The actual organization of the Peoria Junior Chamber of Commerce took place on July 23, 1940, by 20 men. The first official meeting was held July 25, 1940 at the Creve Coeur Club. The Peoria Chapter was granted its state charter on August 27, and on September 19, 1940, received its national charter.
In the 40’s the chapter began their longest running project, Peoria Jaycees Distinguished Service Awards, which recognized young leaders in the community. During World War II many members were called to service and over the next few years may project were directed toward helping the war effort including a “Military Health” program and scrap drives. In 1947, they also began the first “Home Show” in Peoria at the Armory. 1948 through 1949 the chapter was awarded the Harold A. Marks trophy, signifying first place chapter standing among 1,800 local Jaycee groups nationwide. By 1949, membership of the Jaycees reached 500 men. One of the men that joined that year was Peoria’s “Mr. Baseball” Pete Vonachen.
In the 50’s & 60’s, the Peoria Jaycees were involved in many activities in the local community. They were also active in the local elections by holding a forum for political candidates and giving voters rides to the polls. In 1950 they sponsored the National Distinguished Service Awards, which honored 10 young men from across the country for their contributions to their communities. One of those men that was recognized at the banquet was future president Gerald Ford. They also held a seat belt clinic to install 600 seat belts in cars after a bill passed that stated that cars must have 2 front seat belts. In 1958, wives of the Peoria Jaycees formed the Jayceettes, later changed to Jaycee Women and helped come up with ideas for projects as well as manpower. The chapter was recognized as the number one chapter in the State during 1956-57 and again in 1958-59.

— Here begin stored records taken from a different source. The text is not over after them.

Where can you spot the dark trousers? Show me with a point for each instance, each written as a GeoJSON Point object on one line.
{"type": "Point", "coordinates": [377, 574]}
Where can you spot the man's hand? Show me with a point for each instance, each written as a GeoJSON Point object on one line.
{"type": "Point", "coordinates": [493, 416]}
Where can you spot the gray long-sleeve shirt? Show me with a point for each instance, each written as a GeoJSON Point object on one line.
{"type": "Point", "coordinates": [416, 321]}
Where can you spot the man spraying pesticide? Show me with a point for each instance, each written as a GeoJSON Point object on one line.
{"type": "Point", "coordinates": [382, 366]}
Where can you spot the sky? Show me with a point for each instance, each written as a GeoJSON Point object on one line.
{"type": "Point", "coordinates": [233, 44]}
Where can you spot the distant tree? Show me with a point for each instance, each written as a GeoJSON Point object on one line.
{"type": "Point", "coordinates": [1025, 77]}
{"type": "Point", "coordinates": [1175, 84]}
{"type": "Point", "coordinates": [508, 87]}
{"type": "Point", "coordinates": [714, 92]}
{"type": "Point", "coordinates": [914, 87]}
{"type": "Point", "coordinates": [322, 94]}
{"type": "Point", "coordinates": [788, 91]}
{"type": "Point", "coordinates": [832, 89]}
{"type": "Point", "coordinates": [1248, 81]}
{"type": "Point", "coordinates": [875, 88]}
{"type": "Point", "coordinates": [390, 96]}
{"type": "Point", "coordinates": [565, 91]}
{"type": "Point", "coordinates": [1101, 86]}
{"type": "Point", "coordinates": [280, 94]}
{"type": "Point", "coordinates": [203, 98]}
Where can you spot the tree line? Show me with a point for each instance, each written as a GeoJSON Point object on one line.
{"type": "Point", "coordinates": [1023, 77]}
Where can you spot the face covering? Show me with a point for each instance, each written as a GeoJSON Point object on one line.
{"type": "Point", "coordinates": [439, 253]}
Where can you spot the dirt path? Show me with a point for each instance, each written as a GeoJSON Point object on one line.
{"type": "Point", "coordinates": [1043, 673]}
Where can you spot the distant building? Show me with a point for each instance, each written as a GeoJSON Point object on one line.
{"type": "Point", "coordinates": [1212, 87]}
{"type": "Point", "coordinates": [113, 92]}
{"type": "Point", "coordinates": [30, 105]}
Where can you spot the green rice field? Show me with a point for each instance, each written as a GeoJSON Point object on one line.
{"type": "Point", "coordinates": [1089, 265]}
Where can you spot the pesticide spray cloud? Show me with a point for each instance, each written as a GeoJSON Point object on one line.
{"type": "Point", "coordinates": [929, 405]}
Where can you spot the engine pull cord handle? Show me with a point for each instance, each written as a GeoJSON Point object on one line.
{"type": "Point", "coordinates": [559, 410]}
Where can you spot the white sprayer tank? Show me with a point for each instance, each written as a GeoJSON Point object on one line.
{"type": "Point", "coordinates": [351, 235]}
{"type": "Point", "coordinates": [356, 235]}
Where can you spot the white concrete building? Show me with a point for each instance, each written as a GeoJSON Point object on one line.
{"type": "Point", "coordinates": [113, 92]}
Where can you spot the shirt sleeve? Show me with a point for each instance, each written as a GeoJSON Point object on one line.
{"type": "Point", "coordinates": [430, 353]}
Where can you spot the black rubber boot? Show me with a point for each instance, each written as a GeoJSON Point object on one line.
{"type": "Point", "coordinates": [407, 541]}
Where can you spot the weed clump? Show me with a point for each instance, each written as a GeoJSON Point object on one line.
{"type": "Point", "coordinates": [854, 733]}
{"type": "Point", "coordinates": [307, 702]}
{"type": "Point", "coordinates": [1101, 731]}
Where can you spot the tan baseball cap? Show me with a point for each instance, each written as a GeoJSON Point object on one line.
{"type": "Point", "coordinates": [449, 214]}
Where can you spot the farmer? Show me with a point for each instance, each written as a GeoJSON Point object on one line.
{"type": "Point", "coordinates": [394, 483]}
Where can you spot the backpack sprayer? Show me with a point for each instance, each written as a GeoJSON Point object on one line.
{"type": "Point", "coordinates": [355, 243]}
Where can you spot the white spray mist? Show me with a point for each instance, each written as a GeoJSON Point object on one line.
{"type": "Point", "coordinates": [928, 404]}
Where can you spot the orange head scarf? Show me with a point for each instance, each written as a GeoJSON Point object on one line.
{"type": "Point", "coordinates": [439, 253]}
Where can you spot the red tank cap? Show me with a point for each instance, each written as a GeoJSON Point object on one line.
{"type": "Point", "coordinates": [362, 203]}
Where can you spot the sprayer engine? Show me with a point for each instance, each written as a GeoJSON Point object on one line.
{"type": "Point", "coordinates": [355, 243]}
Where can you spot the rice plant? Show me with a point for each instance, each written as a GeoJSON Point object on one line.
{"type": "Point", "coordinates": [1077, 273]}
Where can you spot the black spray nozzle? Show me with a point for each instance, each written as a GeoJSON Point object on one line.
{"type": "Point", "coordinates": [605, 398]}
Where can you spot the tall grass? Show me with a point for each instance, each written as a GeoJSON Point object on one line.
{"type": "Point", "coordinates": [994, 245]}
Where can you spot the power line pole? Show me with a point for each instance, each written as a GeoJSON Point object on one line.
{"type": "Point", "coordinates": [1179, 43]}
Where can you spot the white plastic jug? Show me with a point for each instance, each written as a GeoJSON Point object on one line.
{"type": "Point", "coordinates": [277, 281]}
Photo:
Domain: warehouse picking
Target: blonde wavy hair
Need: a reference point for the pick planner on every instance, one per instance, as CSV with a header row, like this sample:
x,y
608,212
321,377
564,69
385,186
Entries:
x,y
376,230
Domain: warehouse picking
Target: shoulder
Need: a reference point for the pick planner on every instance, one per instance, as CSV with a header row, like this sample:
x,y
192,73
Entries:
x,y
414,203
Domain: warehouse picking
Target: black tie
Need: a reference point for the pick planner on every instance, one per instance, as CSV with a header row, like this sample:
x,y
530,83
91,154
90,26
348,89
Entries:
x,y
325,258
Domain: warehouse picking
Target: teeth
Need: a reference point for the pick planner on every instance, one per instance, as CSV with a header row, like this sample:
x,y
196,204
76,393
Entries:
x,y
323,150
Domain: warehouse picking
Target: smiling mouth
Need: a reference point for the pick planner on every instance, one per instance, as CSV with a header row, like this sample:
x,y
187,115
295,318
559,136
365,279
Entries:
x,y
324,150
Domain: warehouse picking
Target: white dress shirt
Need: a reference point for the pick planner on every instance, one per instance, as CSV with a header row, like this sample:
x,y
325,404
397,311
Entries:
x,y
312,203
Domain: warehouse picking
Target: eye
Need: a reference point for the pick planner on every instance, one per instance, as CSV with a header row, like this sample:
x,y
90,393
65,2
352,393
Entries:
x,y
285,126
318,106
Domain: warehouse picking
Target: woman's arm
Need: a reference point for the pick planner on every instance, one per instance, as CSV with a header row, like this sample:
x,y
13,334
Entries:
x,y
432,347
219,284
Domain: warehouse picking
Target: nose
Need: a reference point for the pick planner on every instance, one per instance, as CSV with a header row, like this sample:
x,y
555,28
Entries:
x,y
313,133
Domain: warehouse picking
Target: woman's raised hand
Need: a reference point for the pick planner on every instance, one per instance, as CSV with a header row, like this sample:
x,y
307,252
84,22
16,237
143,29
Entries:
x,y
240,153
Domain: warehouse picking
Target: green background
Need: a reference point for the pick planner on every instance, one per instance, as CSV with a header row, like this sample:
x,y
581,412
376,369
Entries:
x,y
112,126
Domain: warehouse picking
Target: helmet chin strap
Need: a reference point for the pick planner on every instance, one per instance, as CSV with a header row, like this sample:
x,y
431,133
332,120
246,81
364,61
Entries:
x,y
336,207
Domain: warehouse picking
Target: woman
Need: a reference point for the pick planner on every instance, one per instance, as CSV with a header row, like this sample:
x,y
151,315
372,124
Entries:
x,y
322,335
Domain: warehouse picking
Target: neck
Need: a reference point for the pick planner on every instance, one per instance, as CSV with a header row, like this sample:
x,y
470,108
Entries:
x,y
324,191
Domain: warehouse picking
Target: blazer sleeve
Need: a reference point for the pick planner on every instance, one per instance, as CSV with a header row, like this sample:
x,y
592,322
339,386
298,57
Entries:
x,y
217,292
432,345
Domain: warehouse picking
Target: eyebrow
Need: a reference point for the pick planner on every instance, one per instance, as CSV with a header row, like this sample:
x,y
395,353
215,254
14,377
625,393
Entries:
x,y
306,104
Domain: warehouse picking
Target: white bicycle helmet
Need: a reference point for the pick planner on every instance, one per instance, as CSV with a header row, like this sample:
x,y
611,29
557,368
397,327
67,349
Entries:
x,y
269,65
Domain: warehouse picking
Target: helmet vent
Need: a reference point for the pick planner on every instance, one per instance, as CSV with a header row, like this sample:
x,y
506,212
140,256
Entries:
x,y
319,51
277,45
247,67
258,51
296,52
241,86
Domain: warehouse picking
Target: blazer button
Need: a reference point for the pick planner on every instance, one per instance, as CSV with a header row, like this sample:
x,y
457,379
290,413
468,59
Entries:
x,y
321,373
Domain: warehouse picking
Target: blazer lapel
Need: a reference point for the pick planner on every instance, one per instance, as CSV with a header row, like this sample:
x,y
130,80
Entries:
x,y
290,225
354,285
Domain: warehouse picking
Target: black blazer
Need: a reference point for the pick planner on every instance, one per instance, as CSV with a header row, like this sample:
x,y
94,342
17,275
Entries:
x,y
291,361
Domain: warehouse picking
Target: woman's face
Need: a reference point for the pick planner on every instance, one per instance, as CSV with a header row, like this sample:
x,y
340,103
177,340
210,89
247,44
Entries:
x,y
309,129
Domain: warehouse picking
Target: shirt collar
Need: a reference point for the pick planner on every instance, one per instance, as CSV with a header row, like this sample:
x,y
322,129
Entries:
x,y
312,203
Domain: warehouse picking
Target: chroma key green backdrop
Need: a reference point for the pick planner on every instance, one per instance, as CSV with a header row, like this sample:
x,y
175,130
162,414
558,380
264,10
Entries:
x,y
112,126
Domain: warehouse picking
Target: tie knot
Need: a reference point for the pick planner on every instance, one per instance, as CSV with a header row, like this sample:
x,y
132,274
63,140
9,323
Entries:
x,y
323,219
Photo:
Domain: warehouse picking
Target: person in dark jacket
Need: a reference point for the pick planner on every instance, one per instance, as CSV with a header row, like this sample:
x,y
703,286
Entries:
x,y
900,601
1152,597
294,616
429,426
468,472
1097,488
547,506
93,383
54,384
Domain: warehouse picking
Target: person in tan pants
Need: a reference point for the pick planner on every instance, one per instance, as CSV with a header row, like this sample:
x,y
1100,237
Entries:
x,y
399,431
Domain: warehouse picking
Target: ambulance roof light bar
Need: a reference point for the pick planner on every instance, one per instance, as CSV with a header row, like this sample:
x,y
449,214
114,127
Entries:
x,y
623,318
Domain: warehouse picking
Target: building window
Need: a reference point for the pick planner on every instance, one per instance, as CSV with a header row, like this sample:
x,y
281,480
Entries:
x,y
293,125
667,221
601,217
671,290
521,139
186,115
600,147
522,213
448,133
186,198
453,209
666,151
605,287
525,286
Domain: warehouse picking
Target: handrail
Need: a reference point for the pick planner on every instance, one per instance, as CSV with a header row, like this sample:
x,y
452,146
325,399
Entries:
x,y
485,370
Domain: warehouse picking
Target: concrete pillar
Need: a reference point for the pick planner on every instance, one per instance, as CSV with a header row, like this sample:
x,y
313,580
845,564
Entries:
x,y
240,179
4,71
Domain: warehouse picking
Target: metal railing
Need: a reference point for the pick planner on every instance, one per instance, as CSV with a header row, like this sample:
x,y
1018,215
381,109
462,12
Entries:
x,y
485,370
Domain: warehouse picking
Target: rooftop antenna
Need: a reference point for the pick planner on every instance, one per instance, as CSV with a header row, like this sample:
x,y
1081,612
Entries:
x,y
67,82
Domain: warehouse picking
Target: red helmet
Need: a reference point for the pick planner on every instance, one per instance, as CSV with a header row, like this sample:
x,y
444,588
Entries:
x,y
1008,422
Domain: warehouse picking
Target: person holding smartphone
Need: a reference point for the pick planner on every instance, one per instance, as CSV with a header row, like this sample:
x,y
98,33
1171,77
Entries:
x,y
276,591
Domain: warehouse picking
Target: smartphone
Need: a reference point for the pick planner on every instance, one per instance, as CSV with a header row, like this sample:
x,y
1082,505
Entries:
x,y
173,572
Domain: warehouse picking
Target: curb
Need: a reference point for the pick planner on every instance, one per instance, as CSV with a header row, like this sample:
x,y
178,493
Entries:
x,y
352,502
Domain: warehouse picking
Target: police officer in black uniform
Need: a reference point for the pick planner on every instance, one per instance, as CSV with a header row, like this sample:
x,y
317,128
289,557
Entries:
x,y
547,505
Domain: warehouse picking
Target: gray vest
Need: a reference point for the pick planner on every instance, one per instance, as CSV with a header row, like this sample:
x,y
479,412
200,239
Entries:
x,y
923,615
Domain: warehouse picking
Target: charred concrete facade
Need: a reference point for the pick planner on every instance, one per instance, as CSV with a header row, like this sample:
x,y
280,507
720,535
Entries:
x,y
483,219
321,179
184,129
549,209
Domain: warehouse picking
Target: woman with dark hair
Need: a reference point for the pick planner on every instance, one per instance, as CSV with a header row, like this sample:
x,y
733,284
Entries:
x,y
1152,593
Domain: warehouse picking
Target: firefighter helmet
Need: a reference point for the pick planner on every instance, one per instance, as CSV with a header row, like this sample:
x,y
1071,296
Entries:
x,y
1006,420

In 1971 the Jaycees started a haunted house which ran until 2007. The first haunted house almost didn’t happen. They found an old house and got permission from a couple they thought owned the house to “redecorate” it. After the Peoria Journal Star featured an article on the haunted house, they got a call from the actual owners, Commercial National Bank, who were cooperative and continues to let the Jaycees use it. Also, one year in the 70’s, an emergency meeting of the Peoria Jaycees was called to help save the oldest Santa Claus parade in the nation. Vandals had damaged and destroyed the floats. The chapter dismantled and rebuilt the floats, raised funds, and manned the parade to ensure it was another successful parade.
In 1980, “Riverfront Fireworks” began and ran for 8 years. The Peoria Jaycees won a national award for this event. In 1982, the Firecracker 5000 race started which is still one of our biggest events. The Peoria Chapter won top chapter in the state in 1981 and again in 1982. In the years of 1984-1985 the chapter grew to 102 new members mainly due to a US Supreme Court ruling saying that women could join the Jaycees. Lynn Demanes was the first female Peoria Jaycee. Karen Muskopf became the first president in 1989.
In 1993 a new project was formed, which has turned into our biggest event, the International Beer Festival. Also in the 90’s the Jaycees Easter Egg Hunt became the largest egg hunt in the area. In 2005, the Jaycees again got into politics and hosted a mayoral debate on WEEK TV. In 2015 the chapter celebrated its 75th Anniversary and was declared a proclamation from the city of Peoria.
These are just a few highlights of the hundreds of events that the Peoria Jaycees experienced and have done for the chapter and for the community the past several decades.